Preamble
This question is not about the behavior of (P)RNG and rand()
. It's about using power of two values uniformly distributed against modulo.
Introduction
I knew that one should not use modulo %
to convert a value from a range to another, for example to get a value between 0 and 5 from the rand()
function: there will be a bias. It's explained here https://bitbucket.org/haypo/hasard/src/ebf5870a1a54/doc/common_errors.rst?at=default and in this answer Why do people say there is modulo bias when using a random number generator?
But today after investigating some code which was looking wrong, I've made a tool to demonstrate the behavor of modulo: https://gitorious.org/modulo-test/modulo-test/trees/master and found that's not clear enough.
A dice is only 3 bits
I checked with 6 values in range 0..5. Only 3 bits are needed to code those values.
$ ./modulo-test 10000 6 3
interations = 10000, range = 6, bits = 3 (0x00000007)
[0..7] => [0..5]
theorical occurences 1666.67 probability 0.16666667
[ 0] occurences 2446 probability 0.24460000 ( +46.76%)
[ 1] occurences 2535 probability 0.25350000 ( +52.10%)
[ 2] occurences 1275 probability 0.12750000 ( -23.50%)
[ 3] occurences 1297 probability 0.12970000 ( -22.18%)
[ 4] occurences 1216 probability 0.12160000 ( -27.04%)
[ 5] occurences 1231 probability 0.12310000 ( -26.14%)
minimum occurences 1216.00 probability 0.12160000 ( -27.04%)
maximum occurences 2535.00 probability 0.25350000 ( +52.10%)
mean occurences 1666.67 probability 0.16666667 ( +0.00%)
stddev occurences 639.43 probability 0.06394256 ( 38.37%)
With 3 bits of input, the results are indeed awful, but behave as expected. See answer https://stackoverflow.com/a/14614899/611560
Increasing the number of input bits
What puzzled me, was increasing the number of input bits made the results different. You should not forgot to increase the number of iterations, eg the number of sample otherwise the results are likely wrong (see Wrong Statistics).
Lets try with 4 bits:
$ ./modulo-test 20000 6 4
interations = 20000, range = 6, bits = 4 (0x0000000f)
[0..15] => [0..5]
theorical occurences 3333.33 probability 0.16666667
[ 0] occurences 3728 probability 0.18640000 ( +11.84%)

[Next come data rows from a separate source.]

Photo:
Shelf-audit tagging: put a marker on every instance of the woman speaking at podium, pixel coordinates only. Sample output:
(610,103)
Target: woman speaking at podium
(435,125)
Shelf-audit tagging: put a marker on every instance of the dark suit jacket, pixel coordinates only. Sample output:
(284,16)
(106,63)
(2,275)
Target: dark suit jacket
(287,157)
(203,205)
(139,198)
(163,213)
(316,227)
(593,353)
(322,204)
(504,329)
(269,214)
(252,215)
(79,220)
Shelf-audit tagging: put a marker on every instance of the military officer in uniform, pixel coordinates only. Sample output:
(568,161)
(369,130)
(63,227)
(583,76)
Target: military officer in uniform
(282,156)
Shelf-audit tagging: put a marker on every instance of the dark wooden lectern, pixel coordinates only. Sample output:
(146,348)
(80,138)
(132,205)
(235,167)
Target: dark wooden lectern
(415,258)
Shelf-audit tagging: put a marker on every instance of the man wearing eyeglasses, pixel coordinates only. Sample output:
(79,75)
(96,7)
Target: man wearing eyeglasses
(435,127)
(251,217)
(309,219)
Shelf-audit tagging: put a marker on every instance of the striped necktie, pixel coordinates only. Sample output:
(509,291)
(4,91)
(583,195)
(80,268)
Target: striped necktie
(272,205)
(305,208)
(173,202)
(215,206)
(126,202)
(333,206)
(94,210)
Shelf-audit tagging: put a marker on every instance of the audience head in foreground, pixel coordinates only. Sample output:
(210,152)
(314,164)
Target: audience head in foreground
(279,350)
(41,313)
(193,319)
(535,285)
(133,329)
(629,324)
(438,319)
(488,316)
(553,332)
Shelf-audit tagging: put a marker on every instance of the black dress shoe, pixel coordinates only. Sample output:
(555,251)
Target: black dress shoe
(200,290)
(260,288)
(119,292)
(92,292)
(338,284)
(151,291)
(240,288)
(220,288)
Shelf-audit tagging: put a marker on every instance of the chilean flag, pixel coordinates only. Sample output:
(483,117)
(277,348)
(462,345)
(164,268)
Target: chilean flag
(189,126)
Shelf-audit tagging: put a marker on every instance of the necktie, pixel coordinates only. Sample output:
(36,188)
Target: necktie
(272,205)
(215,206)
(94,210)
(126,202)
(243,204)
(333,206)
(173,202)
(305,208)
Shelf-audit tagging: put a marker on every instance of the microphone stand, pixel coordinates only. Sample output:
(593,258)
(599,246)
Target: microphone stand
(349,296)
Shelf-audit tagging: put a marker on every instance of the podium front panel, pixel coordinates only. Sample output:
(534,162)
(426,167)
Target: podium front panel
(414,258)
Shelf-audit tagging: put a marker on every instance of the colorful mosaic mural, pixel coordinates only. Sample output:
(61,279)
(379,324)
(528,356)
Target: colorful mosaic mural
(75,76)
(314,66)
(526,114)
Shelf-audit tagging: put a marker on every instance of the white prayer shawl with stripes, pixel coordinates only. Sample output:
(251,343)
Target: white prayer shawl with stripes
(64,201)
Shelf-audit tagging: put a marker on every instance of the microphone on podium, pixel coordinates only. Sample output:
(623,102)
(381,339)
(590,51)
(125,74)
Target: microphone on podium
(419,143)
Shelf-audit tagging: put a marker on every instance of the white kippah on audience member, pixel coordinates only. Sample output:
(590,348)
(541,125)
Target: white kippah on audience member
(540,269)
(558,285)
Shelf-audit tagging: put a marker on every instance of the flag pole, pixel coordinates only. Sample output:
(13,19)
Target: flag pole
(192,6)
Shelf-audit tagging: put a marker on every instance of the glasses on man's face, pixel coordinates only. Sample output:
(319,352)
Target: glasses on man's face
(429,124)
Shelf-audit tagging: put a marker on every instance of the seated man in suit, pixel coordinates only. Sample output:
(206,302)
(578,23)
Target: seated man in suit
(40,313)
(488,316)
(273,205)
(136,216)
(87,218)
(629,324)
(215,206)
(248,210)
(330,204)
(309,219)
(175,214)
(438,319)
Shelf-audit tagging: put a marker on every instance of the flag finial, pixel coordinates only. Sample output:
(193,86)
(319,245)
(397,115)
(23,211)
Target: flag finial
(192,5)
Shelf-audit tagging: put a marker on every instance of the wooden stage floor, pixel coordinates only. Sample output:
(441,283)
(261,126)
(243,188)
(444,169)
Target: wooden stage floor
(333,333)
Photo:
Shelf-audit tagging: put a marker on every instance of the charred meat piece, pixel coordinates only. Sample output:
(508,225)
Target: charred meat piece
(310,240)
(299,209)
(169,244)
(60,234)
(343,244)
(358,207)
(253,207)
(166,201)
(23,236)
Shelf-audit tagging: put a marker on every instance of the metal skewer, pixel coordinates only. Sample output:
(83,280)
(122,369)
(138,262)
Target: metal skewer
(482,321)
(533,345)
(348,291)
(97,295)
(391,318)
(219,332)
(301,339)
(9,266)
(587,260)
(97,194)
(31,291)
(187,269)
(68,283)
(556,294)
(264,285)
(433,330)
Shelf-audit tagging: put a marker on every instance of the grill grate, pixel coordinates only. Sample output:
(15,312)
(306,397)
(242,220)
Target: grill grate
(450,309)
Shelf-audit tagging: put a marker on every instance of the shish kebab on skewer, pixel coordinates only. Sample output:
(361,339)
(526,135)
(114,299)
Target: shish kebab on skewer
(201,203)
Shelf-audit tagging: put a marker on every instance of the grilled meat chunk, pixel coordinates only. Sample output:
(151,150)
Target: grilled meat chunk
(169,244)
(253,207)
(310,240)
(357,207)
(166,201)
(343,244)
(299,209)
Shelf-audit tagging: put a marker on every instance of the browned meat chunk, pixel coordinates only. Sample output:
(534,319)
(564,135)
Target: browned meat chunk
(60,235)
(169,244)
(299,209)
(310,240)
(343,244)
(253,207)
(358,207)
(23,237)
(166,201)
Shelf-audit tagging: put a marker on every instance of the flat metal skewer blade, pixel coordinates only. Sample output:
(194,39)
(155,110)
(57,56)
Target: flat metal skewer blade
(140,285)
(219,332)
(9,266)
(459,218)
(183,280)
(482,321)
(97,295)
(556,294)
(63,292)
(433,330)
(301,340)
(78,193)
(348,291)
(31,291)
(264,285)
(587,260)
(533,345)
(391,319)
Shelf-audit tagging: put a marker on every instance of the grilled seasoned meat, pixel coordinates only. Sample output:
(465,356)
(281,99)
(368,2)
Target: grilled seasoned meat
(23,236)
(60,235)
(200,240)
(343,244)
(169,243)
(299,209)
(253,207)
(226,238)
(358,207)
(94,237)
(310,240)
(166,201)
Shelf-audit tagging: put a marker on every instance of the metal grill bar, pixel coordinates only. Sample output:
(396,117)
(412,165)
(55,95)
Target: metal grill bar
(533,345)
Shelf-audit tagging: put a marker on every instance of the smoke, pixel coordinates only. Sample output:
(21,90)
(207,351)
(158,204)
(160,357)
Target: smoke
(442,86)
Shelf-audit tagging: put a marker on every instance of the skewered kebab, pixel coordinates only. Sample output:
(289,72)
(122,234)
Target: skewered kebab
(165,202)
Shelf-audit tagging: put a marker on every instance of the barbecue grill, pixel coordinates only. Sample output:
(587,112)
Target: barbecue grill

[ 1] occurences 3763 probability 0.18815000 ( +12.89%)
[ 2] occurences 3675 probability 0.18375000 ( +10.25%)
[ 3] occurences 3721 probability 0.18605000 ( +11.63%)
[ 4] occurences 2573 probability 0.12865000 ( -22.81%)
[ 5] occurences 2540 probability 0.12700000 ( -23.80%)
minimum occurences 2540.00 probability 0.12700000 ( -23.80%)
maximum occurences 3763.00 probability 0.18815000 ( +12.89%)
mean occurences 3333.33 probability 0.16666667 ( +0.00%)
stddev occurences 602.48 probability 0.03012376 ( 18.07%)
Lets try with 5 bits:
$ ./modulo-test 40000 6 5
interations = 40000, range = 6, bits = 5 (0x0000001f)
[0..31] => [0..5]
theorical occurences 6666.67 probability 0.16666667
[ 0] occurences 7462 probability 0.18655000 ( +11.93%)
[ 1] occurences 7444 probability 0.18610000 ( +11.66%)
[ 2] occurences 6318 probability 0.15795000 ( -5.23%)
[ 3] occurences 6265 probability 0.15662500 ( -6.03%)
[ 4] occurences 6334 probability 0.15835000 ( -4.99%)
[ 5] occurences 6177 probability 0.15442500 ( -7.34%)
minimum occurences 6177.00 probability 0.15442500 ( -7.34%)
maximum occurences 7462.00 probability 0.18655000 ( +11.93%)
mean occurences 6666.67 probability 0.16666667 ( +0.00%)
stddev occurences 611.58 probability 0.01528949 ( 9.17%)
Lets try with 6 bits:
$ ./modulo-test 80000 6 6
interations = 80000, range = 6, bits = 6 (0x0000003f)
[0..63] => [0..5]
theorical occurences 13333.33 probability 0.16666667
[ 0] occurences 13741 probability 0.17176250 ( +3.06%)
[ 1] occurences 13610 probability 0.17012500 ( +2.08%)
[ 2] occurences 13890 probability 0.17362500 ( +4.18%)
[ 3] occurences 13702 probability 0.17127500 ( +2.77%)
[ 4] occurences 12492 probability 0.15615000 ( -6.31%)
[ 5] occurences 12565 probability 0.15706250 ( -5.76%)
minimum occurences 12492.00 probability 0.15615000 ( -6.31%)
maximum occurences 13890.00 probability 0.17362500 ( +4.18%)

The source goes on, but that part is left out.